Burroughes Hall was an important billiards and snooker venue in Soho Square, London from 1903 until it closed in 1967. The hall was in the premises of Burroughes & Watts Ltd., who had been at 19 Soho Square since 1836. Burroughes & Watts opened a new billiards saloon in 1903, known as the Soho Square Saloon. This was re-opened as the Soho Square Hall in 1904 and was renamed Burroughes Hall in 1913. In 1967, control of Burroughes & Watts Ltd. was taken over by a group of property developers. The assets included 19 Soho Square, which was demolished and replaced by a modern office block.

In 1919 Burroughes & Watts opened a second London match-room in Piccadilly, generally called the New Burroughes Hall. This venture was not a financial success and the new venue closed in 1925. During this period, the hall in Soho Square was sometimes known as the Old Burroughes Hall.

==Snooker==
Before World War I, Burroughes & Watts organised an annual professional billiards 'London tournament'. This was a handicapped American tournament played at Soho Square Hall. In four tournaments, from 1907/08 to 1910/11, a snooker competition was arranged in parallel to the billiards. This generally consisted of a frame of snooker played at the end of each session of billiards. Soho Square Hall was also the venue of one of the earliest professional snooker matches, hosting a match of 101 frames between John Roberts and Tom Reece from 25 May to 6 June 1908. The match was for £100, £50 for the player winning most frames and £50 for the player winning most aggregate points. Roberts won both prizes, winning 54½ frames to 46½ and 5,529 points to 5,209. Roberts made a break of 73, equalling a recently set record by James Harris.

Burroughes Hall was sometimes used as the venue for the final of the English Amateur Championship from 1920 to 1962. In the 1920s and 1930s Thurston's Hall in Leicester Square was generally preferred for important professional matches but Burroughes Hall was occasionally used, hosting matches in the 1936 World Snooker Championship and the 1939/1940 Daily Mail Gold Cup when matches were played at the two venues simultaneously.
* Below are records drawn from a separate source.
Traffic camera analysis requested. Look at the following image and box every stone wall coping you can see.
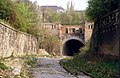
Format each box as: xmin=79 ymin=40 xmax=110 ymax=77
xmin=0 ymin=22 xmax=34 ymax=37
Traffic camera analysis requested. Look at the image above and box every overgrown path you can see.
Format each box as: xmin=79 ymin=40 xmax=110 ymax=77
xmin=33 ymin=58 xmax=89 ymax=78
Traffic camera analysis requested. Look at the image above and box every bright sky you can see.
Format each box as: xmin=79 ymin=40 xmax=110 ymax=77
xmin=30 ymin=0 xmax=88 ymax=10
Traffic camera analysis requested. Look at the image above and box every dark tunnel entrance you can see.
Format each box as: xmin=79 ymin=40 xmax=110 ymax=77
xmin=62 ymin=39 xmax=84 ymax=56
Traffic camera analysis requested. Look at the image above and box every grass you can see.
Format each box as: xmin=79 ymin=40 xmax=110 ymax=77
xmin=60 ymin=58 xmax=119 ymax=78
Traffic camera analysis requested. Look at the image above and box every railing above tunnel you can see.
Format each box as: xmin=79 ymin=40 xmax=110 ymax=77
xmin=60 ymin=33 xmax=84 ymax=41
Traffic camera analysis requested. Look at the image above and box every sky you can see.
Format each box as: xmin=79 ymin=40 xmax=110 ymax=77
xmin=30 ymin=0 xmax=88 ymax=10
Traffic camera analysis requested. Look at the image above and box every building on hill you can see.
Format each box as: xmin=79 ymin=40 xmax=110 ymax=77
xmin=41 ymin=6 xmax=65 ymax=13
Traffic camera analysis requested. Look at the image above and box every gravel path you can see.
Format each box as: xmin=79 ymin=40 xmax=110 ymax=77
xmin=33 ymin=58 xmax=90 ymax=78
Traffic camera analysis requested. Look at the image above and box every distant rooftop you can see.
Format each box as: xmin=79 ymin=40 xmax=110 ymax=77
xmin=41 ymin=6 xmax=65 ymax=10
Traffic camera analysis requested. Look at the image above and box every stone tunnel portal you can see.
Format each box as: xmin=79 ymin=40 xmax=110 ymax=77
xmin=62 ymin=39 xmax=84 ymax=56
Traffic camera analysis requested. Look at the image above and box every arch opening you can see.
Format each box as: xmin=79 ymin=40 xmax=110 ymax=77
xmin=62 ymin=39 xmax=84 ymax=56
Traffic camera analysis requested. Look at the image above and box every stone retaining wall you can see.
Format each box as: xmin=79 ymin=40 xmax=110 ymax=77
xmin=0 ymin=23 xmax=38 ymax=57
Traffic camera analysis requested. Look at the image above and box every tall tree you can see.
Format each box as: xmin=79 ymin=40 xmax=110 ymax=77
xmin=86 ymin=0 xmax=119 ymax=20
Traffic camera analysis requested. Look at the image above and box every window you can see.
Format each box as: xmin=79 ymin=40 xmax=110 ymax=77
xmin=66 ymin=28 xmax=68 ymax=33
xmin=79 ymin=28 xmax=82 ymax=33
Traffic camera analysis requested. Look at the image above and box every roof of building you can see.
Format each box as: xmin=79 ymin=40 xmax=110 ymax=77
xmin=41 ymin=6 xmax=65 ymax=10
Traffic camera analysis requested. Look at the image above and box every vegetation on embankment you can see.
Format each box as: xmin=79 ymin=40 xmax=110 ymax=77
xmin=60 ymin=43 xmax=119 ymax=78
xmin=60 ymin=59 xmax=119 ymax=78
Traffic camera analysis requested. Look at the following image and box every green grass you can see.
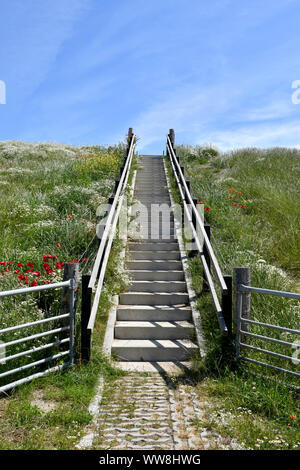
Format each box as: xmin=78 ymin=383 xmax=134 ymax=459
xmin=165 ymin=146 xmax=300 ymax=449
xmin=0 ymin=143 xmax=132 ymax=449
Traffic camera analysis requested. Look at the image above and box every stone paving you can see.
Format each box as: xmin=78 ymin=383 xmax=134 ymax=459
xmin=89 ymin=374 xmax=239 ymax=450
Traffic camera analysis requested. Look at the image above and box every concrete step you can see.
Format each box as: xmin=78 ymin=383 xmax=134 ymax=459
xmin=129 ymin=280 xmax=187 ymax=292
xmin=112 ymin=339 xmax=198 ymax=362
xmin=129 ymin=239 xmax=178 ymax=242
xmin=129 ymin=269 xmax=184 ymax=281
xmin=114 ymin=361 xmax=193 ymax=376
xmin=120 ymin=292 xmax=189 ymax=305
xmin=126 ymin=259 xmax=182 ymax=271
xmin=128 ymin=250 xmax=181 ymax=260
xmin=128 ymin=241 xmax=179 ymax=251
xmin=115 ymin=321 xmax=194 ymax=339
xmin=117 ymin=305 xmax=192 ymax=321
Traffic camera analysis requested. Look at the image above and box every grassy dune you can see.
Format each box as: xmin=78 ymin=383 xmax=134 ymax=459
xmin=0 ymin=142 xmax=129 ymax=449
xmin=168 ymin=146 xmax=300 ymax=449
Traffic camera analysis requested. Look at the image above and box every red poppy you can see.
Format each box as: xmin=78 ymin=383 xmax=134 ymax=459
xmin=55 ymin=261 xmax=65 ymax=269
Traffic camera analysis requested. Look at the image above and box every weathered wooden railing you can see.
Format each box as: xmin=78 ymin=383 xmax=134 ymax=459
xmin=167 ymin=129 xmax=232 ymax=336
xmin=81 ymin=128 xmax=136 ymax=361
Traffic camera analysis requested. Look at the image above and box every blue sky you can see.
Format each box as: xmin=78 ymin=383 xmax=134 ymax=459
xmin=0 ymin=0 xmax=300 ymax=153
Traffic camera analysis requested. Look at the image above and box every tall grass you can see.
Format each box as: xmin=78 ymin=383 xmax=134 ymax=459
xmin=165 ymin=146 xmax=300 ymax=449
xmin=0 ymin=142 xmax=125 ymax=390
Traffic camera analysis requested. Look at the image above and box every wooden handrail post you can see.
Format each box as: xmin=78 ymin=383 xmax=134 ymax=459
xmin=81 ymin=274 xmax=92 ymax=362
xmin=203 ymin=224 xmax=211 ymax=292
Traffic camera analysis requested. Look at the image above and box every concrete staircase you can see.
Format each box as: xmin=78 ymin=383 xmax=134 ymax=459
xmin=112 ymin=155 xmax=198 ymax=371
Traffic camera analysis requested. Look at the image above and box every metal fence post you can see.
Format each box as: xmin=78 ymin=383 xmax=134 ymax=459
xmin=69 ymin=279 xmax=75 ymax=364
xmin=59 ymin=263 xmax=79 ymax=351
xmin=203 ymin=224 xmax=210 ymax=292
xmin=222 ymin=274 xmax=232 ymax=337
xmin=233 ymin=268 xmax=251 ymax=342
xmin=81 ymin=274 xmax=92 ymax=362
xmin=169 ymin=129 xmax=175 ymax=148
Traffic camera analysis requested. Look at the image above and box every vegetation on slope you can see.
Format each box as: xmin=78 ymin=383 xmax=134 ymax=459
xmin=165 ymin=146 xmax=300 ymax=449
xmin=0 ymin=142 xmax=125 ymax=449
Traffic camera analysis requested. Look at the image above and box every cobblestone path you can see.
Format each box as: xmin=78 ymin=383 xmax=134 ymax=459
xmin=88 ymin=374 xmax=238 ymax=450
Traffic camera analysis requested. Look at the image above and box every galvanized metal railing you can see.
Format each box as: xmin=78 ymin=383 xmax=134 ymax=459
xmin=236 ymin=284 xmax=300 ymax=377
xmin=167 ymin=129 xmax=232 ymax=336
xmin=81 ymin=128 xmax=137 ymax=361
xmin=0 ymin=279 xmax=75 ymax=393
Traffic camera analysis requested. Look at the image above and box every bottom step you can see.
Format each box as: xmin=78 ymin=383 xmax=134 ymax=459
xmin=114 ymin=361 xmax=192 ymax=375
xmin=111 ymin=339 xmax=198 ymax=362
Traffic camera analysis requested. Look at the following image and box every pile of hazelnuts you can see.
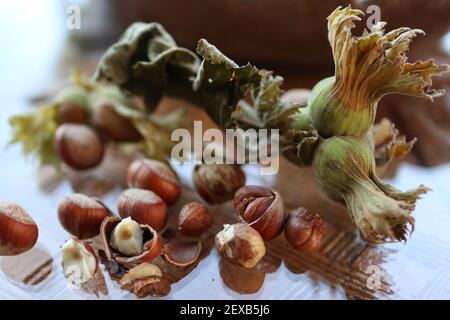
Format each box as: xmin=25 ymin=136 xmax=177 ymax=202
xmin=0 ymin=159 xmax=324 ymax=297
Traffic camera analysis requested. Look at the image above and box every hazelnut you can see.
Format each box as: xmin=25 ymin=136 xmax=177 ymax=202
xmin=193 ymin=164 xmax=245 ymax=204
xmin=54 ymin=123 xmax=104 ymax=170
xmin=284 ymin=207 xmax=325 ymax=251
xmin=100 ymin=216 xmax=161 ymax=268
xmin=58 ymin=193 xmax=110 ymax=239
xmin=216 ymin=223 xmax=266 ymax=268
xmin=110 ymin=217 xmax=144 ymax=257
xmin=56 ymin=102 xmax=86 ymax=124
xmin=127 ymin=159 xmax=181 ymax=205
xmin=234 ymin=186 xmax=286 ymax=241
xmin=0 ymin=201 xmax=39 ymax=256
xmin=117 ymin=188 xmax=167 ymax=231
xmin=61 ymin=239 xmax=98 ymax=284
xmin=91 ymin=103 xmax=142 ymax=141
xmin=178 ymin=201 xmax=213 ymax=237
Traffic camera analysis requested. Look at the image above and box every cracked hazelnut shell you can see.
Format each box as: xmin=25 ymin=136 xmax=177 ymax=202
xmin=177 ymin=201 xmax=214 ymax=237
xmin=58 ymin=193 xmax=110 ymax=240
xmin=117 ymin=188 xmax=168 ymax=231
xmin=234 ymin=186 xmax=286 ymax=241
xmin=284 ymin=207 xmax=325 ymax=252
xmin=215 ymin=223 xmax=266 ymax=268
xmin=0 ymin=201 xmax=39 ymax=256
xmin=100 ymin=216 xmax=161 ymax=268
xmin=127 ymin=159 xmax=181 ymax=205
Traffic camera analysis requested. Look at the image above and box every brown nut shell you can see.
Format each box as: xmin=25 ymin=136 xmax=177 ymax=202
xmin=161 ymin=241 xmax=202 ymax=267
xmin=117 ymin=188 xmax=168 ymax=231
xmin=56 ymin=102 xmax=86 ymax=124
xmin=131 ymin=276 xmax=170 ymax=298
xmin=215 ymin=223 xmax=266 ymax=268
xmin=58 ymin=193 xmax=110 ymax=240
xmin=0 ymin=201 xmax=39 ymax=256
xmin=193 ymin=164 xmax=245 ymax=204
xmin=284 ymin=208 xmax=325 ymax=252
xmin=177 ymin=201 xmax=214 ymax=237
xmin=127 ymin=159 xmax=181 ymax=205
xmin=234 ymin=186 xmax=286 ymax=241
xmin=100 ymin=216 xmax=161 ymax=268
xmin=54 ymin=123 xmax=104 ymax=170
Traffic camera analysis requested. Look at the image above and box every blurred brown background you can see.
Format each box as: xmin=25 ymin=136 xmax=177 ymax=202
xmin=74 ymin=0 xmax=450 ymax=166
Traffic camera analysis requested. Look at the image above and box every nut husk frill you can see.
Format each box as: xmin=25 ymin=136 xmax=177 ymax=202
xmin=308 ymin=6 xmax=448 ymax=137
xmin=313 ymin=137 xmax=429 ymax=243
xmin=234 ymin=186 xmax=286 ymax=241
xmin=193 ymin=164 xmax=245 ymax=204
xmin=100 ymin=216 xmax=161 ymax=268
xmin=284 ymin=207 xmax=325 ymax=251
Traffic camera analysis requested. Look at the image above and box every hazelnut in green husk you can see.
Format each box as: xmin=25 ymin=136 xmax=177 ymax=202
xmin=313 ymin=137 xmax=429 ymax=243
xmin=308 ymin=6 xmax=448 ymax=137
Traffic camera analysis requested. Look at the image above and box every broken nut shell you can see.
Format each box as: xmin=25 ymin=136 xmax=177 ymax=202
xmin=100 ymin=216 xmax=161 ymax=268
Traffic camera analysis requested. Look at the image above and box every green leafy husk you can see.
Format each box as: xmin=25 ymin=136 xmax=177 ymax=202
xmin=313 ymin=136 xmax=429 ymax=243
xmin=9 ymin=104 xmax=61 ymax=167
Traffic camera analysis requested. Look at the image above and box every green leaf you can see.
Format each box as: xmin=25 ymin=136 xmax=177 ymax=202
xmin=95 ymin=22 xmax=199 ymax=112
xmin=193 ymin=39 xmax=261 ymax=128
xmin=9 ymin=104 xmax=60 ymax=167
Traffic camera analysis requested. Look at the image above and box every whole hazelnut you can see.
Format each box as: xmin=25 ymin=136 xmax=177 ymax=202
xmin=0 ymin=201 xmax=39 ymax=256
xmin=58 ymin=193 xmax=110 ymax=239
xmin=215 ymin=223 xmax=266 ymax=268
xmin=193 ymin=164 xmax=245 ymax=204
xmin=61 ymin=239 xmax=98 ymax=284
xmin=54 ymin=123 xmax=104 ymax=170
xmin=117 ymin=188 xmax=167 ymax=231
xmin=234 ymin=186 xmax=286 ymax=241
xmin=127 ymin=159 xmax=181 ymax=205
xmin=91 ymin=103 xmax=142 ymax=141
xmin=56 ymin=102 xmax=86 ymax=124
xmin=284 ymin=207 xmax=325 ymax=251
xmin=178 ymin=201 xmax=213 ymax=237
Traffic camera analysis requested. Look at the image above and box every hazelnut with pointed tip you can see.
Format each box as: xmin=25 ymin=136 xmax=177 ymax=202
xmin=127 ymin=159 xmax=181 ymax=205
xmin=234 ymin=186 xmax=286 ymax=241
xmin=58 ymin=193 xmax=110 ymax=239
xmin=53 ymin=123 xmax=104 ymax=170
xmin=193 ymin=164 xmax=245 ymax=204
xmin=284 ymin=207 xmax=325 ymax=252
xmin=117 ymin=188 xmax=167 ymax=231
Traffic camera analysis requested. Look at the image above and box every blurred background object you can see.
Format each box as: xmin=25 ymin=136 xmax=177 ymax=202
xmin=68 ymin=0 xmax=450 ymax=166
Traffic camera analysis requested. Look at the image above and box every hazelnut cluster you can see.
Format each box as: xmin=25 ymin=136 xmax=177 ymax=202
xmin=58 ymin=159 xmax=213 ymax=297
xmin=216 ymin=185 xmax=325 ymax=268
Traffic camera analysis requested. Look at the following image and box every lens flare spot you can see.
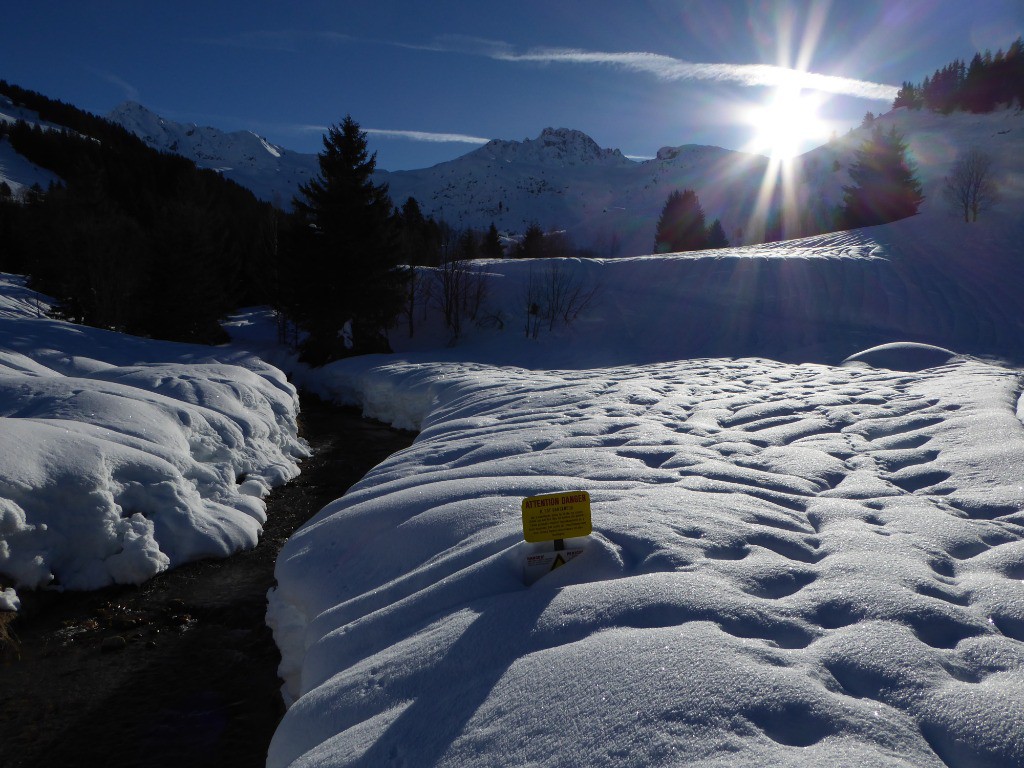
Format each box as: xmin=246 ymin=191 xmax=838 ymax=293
xmin=746 ymin=87 xmax=828 ymax=159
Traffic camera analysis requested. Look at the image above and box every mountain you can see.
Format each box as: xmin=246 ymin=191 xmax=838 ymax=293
xmin=111 ymin=102 xmax=1019 ymax=257
xmin=109 ymin=101 xmax=782 ymax=256
xmin=108 ymin=101 xmax=318 ymax=207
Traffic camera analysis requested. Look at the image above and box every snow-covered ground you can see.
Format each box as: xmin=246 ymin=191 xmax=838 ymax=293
xmin=268 ymin=116 xmax=1024 ymax=768
xmin=0 ymin=275 xmax=307 ymax=609
xmin=0 ymin=105 xmax=1024 ymax=767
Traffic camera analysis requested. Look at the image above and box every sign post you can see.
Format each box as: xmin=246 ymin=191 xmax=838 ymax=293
xmin=522 ymin=490 xmax=593 ymax=585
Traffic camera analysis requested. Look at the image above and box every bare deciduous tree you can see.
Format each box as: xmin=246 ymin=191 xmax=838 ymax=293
xmin=523 ymin=259 xmax=597 ymax=339
xmin=434 ymin=250 xmax=487 ymax=341
xmin=945 ymin=148 xmax=997 ymax=222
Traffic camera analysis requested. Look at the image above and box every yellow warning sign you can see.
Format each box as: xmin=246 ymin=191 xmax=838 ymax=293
xmin=522 ymin=490 xmax=592 ymax=543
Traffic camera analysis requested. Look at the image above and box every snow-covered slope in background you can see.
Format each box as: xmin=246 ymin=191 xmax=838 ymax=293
xmin=0 ymin=94 xmax=60 ymax=196
xmin=108 ymin=101 xmax=319 ymax=208
xmin=268 ymin=105 xmax=1024 ymax=768
xmin=111 ymin=102 xmax=1024 ymax=257
xmin=0 ymin=275 xmax=307 ymax=608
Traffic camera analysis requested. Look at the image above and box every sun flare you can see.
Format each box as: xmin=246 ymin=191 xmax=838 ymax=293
xmin=746 ymin=87 xmax=827 ymax=159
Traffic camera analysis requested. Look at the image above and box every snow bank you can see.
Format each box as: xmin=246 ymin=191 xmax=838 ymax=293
xmin=0 ymin=275 xmax=307 ymax=608
xmin=268 ymin=359 xmax=1024 ymax=766
xmin=267 ymin=112 xmax=1024 ymax=768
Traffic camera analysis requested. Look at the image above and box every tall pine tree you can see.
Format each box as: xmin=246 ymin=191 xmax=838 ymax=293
xmin=654 ymin=189 xmax=708 ymax=253
xmin=288 ymin=117 xmax=408 ymax=365
xmin=842 ymin=126 xmax=925 ymax=228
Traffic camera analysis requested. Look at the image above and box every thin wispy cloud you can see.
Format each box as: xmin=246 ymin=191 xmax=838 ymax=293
xmin=196 ymin=30 xmax=353 ymax=53
xmin=419 ymin=36 xmax=899 ymax=101
xmin=361 ymin=128 xmax=490 ymax=144
xmin=92 ymin=70 xmax=138 ymax=101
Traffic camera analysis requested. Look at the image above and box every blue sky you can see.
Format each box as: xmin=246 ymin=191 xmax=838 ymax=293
xmin=0 ymin=0 xmax=1024 ymax=170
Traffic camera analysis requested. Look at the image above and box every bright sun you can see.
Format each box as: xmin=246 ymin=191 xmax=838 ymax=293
xmin=746 ymin=87 xmax=827 ymax=159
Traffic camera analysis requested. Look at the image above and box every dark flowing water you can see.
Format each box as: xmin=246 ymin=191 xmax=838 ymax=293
xmin=0 ymin=397 xmax=413 ymax=768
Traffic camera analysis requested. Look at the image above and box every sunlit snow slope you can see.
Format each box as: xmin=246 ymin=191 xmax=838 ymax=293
xmin=0 ymin=275 xmax=306 ymax=608
xmin=268 ymin=107 xmax=1024 ymax=768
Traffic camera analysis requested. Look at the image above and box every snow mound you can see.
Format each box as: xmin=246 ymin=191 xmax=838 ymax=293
xmin=268 ymin=359 xmax=1024 ymax=767
xmin=0 ymin=275 xmax=308 ymax=608
xmin=843 ymin=341 xmax=956 ymax=371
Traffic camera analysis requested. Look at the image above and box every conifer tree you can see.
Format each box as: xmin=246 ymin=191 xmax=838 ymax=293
xmin=705 ymin=219 xmax=729 ymax=248
xmin=480 ymin=221 xmax=505 ymax=259
xmin=843 ymin=126 xmax=925 ymax=228
xmin=654 ymin=189 xmax=708 ymax=253
xmin=290 ymin=117 xmax=408 ymax=365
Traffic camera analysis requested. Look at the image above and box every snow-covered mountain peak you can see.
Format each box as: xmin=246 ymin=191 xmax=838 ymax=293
xmin=470 ymin=128 xmax=633 ymax=166
xmin=108 ymin=101 xmax=318 ymax=205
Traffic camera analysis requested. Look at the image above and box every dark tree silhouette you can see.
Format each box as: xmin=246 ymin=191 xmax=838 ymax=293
xmin=512 ymin=224 xmax=547 ymax=259
xmin=944 ymin=148 xmax=997 ymax=222
xmin=654 ymin=189 xmax=708 ymax=253
xmin=842 ymin=126 xmax=925 ymax=228
xmin=480 ymin=222 xmax=505 ymax=259
xmin=705 ymin=219 xmax=729 ymax=248
xmin=289 ymin=117 xmax=408 ymax=365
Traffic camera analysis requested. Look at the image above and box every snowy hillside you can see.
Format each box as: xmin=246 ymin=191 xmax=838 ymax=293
xmin=380 ymin=110 xmax=1024 ymax=256
xmin=103 ymin=102 xmax=1024 ymax=257
xmin=108 ymin=101 xmax=318 ymax=207
xmin=0 ymin=274 xmax=307 ymax=609
xmin=268 ymin=105 xmax=1024 ymax=768
xmin=0 ymin=94 xmax=59 ymax=196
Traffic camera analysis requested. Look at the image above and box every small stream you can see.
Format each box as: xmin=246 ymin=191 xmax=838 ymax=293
xmin=0 ymin=395 xmax=414 ymax=768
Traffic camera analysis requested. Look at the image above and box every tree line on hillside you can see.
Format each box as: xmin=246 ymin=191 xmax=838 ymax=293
xmin=0 ymin=81 xmax=275 ymax=342
xmin=0 ymin=81 xmax=593 ymax=365
xmin=893 ymin=37 xmax=1024 ymax=113
xmin=654 ymin=118 xmax=929 ymax=253
xmin=0 ymin=75 xmax=937 ymax=365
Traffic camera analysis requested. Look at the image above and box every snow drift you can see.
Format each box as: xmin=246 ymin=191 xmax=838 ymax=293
xmin=0 ymin=275 xmax=307 ymax=607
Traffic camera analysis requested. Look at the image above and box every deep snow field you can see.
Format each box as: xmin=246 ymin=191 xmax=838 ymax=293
xmin=0 ymin=107 xmax=1024 ymax=768
xmin=268 ymin=113 xmax=1024 ymax=768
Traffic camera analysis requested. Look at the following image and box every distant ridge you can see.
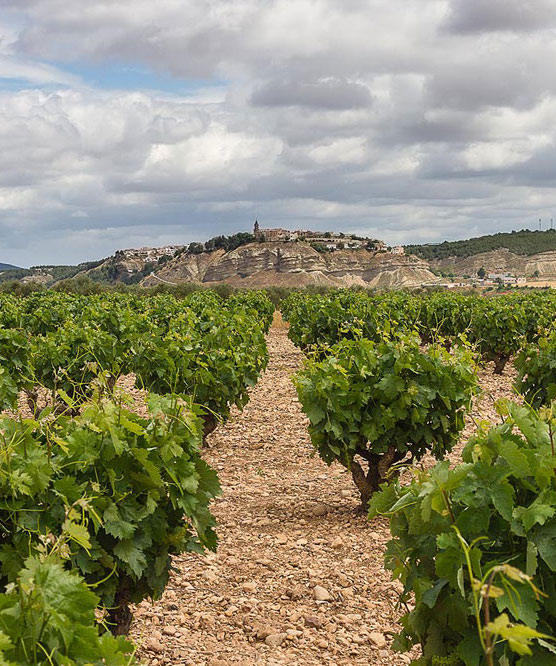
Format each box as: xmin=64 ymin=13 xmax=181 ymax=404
xmin=405 ymin=229 xmax=556 ymax=261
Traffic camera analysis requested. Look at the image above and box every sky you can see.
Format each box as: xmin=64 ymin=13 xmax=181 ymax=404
xmin=0 ymin=0 xmax=556 ymax=266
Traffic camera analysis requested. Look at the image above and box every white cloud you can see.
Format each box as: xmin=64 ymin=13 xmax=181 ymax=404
xmin=0 ymin=0 xmax=556 ymax=263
After World War II, the hall was again used for World Championship matches in 1947 and 1951 as well as for the qualifying competition in 1946, 1947 and 1951. After the closure of Thurston's Hall in early 1955, Burroughes Hall was a regular venue for the News of the World Snooker Tournament until the tournament ended in 1959.

With the revival of the World Championship in a challenge format in 1964, the hall was used for the first three matches in April 1964, October 1964 and March 1965.